Yahoo’s done one impressive thing after another since Microsoft threatened to acquire it, and now, in a step that should make the open source community proud, Yahoo has announced that it’s running “the world’s largest Hadoop application, a 10,000 core Linux cluster producing data used by the Yahoo! Search Webmap.”
Hadoop comes from the Apache Software Foundation, and acts as a distributed computing platform. Prior to Yahoo’s announcement, the software wasn’t hurting for footing; other users included Google, IBM, and Last.fm. Still, this development should ensure Hadoop is embraced to an even greater degree in the future.
On the Yahoo Search Blog, Sean Suchter points out, “Using open source software is a win-win situation for Yahoo! and the wider community. We achieve cost savings, faster processing, reduced maintenance, and increased scale and the community can benefit from the myriad improvements it took to make Hadoop viable for such a large-scale commercial implementation.” Quite an endorsement (and invitation), eh?

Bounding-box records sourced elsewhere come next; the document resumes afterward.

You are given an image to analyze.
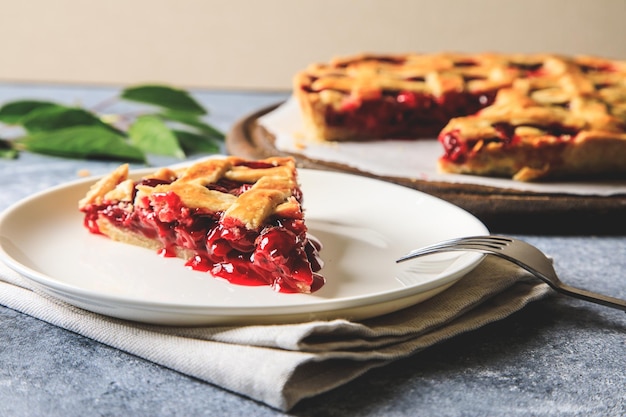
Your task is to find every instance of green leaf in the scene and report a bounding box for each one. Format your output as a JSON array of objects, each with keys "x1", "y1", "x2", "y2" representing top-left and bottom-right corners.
[
  {"x1": 161, "y1": 111, "x2": 225, "y2": 139},
  {"x1": 22, "y1": 106, "x2": 123, "y2": 135},
  {"x1": 18, "y1": 126, "x2": 146, "y2": 162},
  {"x1": 173, "y1": 130, "x2": 220, "y2": 154},
  {"x1": 128, "y1": 115, "x2": 185, "y2": 158},
  {"x1": 121, "y1": 85, "x2": 207, "y2": 114},
  {"x1": 0, "y1": 100, "x2": 58, "y2": 125},
  {"x1": 0, "y1": 139, "x2": 19, "y2": 159}
]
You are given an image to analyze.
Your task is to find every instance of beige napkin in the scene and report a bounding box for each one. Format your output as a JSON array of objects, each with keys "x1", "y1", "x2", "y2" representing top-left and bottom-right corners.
[{"x1": 0, "y1": 256, "x2": 549, "y2": 410}]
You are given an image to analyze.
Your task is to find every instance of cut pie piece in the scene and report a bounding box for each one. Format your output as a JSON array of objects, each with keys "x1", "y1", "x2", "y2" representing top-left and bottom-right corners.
[
  {"x1": 294, "y1": 53, "x2": 626, "y2": 181},
  {"x1": 78, "y1": 157, "x2": 324, "y2": 293}
]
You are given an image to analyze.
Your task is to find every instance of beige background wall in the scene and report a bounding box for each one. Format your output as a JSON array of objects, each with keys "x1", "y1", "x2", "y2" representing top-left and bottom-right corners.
[{"x1": 0, "y1": 0, "x2": 626, "y2": 90}]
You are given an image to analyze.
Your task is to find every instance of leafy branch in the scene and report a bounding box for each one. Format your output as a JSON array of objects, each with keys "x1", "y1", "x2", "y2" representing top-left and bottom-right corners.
[{"x1": 0, "y1": 85, "x2": 224, "y2": 162}]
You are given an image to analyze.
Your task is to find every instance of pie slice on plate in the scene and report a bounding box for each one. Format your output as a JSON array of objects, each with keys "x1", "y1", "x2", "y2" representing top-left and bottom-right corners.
[{"x1": 78, "y1": 157, "x2": 324, "y2": 293}]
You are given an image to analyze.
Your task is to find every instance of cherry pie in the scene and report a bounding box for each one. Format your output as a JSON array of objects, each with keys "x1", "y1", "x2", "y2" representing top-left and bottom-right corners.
[
  {"x1": 294, "y1": 53, "x2": 626, "y2": 181},
  {"x1": 79, "y1": 157, "x2": 324, "y2": 293}
]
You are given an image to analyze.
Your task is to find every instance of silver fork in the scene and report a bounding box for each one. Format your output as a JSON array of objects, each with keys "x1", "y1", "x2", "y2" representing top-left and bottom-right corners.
[{"x1": 396, "y1": 235, "x2": 626, "y2": 311}]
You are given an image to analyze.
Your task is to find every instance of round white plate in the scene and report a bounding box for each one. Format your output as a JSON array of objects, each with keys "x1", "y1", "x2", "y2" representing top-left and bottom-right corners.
[{"x1": 0, "y1": 169, "x2": 488, "y2": 325}]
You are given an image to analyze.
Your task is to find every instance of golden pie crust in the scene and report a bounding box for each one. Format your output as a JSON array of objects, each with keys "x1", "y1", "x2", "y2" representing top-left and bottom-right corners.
[
  {"x1": 78, "y1": 157, "x2": 323, "y2": 293},
  {"x1": 294, "y1": 53, "x2": 626, "y2": 181}
]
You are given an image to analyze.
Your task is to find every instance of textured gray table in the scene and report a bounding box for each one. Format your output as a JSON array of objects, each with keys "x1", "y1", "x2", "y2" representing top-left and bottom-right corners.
[{"x1": 0, "y1": 85, "x2": 626, "y2": 417}]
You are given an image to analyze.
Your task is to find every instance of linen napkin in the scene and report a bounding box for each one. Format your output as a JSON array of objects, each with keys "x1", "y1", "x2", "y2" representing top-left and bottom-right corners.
[{"x1": 0, "y1": 256, "x2": 549, "y2": 411}]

Yahoo and Hadoop are also taking steps to make sure everyone hears the news, with related posts appearing on the Yahoo Developer Network and Hadoop and Distributed Computing blogs. An interview between Jeremy Zawodny and two team members adds to the buzz.
But as Zawodny reminds everyone, there’s more to this than PR. “It’s not just an experiment or research project,” he writes. “There’s real money on the line.” And with their record-breaking implementation, Yahoo and Hadoop seem to be handling it well.